The son (érzi) is not really a son: Generalization of address terms in Chinese online discourse
KunYang and JingChen
Nanjing Normal University | Nanjing University
This paper aims to explore the generalization of address terms in online discourse, a largely unheeded pragmatic phenomenon. Taking the generalized Chinese kinship term “son” (érzi) as an example, it analyzes its referents and functions. The analysis was based on a sizable data set collected from WeChat, and interviews with some WeChat users. It demonstrates that the address term “son” (érzi) conveys its faithful meaning when referring to the male child of (a) parent(s) but virtual meaning when referring to the addresser’s friends, classmates or pets. It is also argued that the generalized use of the address term “son” (érzi) can function to enhance relationships, make jocular abuse, and express emotions. These functions suggest the users’ identity avoidance and relating needs in a virtual community.

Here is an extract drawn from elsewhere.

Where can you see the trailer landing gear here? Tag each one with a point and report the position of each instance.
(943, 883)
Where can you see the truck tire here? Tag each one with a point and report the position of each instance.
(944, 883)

This study attempts to contribute to a better understanding of the virtualization of address terms and rapport management in online discourse.
Address terms are words and expressions for addressing individuals or groups in communication (Alenizi 2019). They can be divided into two categories, namely, kin terms and social terms (Dickey 1997). Among them, kin terms refer to relatives, such as “mum”, “dad”, “son”, and “cousin”, whereas social terms refer to non-relatives, such as “friends”, “colleagues” or even “strangers” (Liu 2009; Sandel 2002). Interestingly, kin terms are frequently employed to address non-relatives in daily communication, which leads to the phenomenon of generalization (Chen and Ren 2020; Nakassis 2014; Ren and Chen 2019). Besides, most of the generalized kin terms in face-to-face interaction are age-based, and they may be borrowed from (1) antecedent kin terms, such as “aunt” or “uncle”, and (2) descendent kin terms, such as “younger brother” (Ren and Chen 2019). Notably, although there truly exist generalized kin terms which are borrowed from descendent kin terms, they are less frequently used, especially in face-to-face interaction (e.g., “son”). The reason might be that this would violate the politeness principle (Fleming and Slotta 2018) or Address Maxim (Gu 1990). However, the borrowing of these descendent kin terms is a common occurrence in online discourse. In addition, while the generalization of kinship terms in face-to-face communication is considered to assist in maintaining and enriching social interaction (Mavunga et al. 2014), whether it performs the same functions online remains unclear.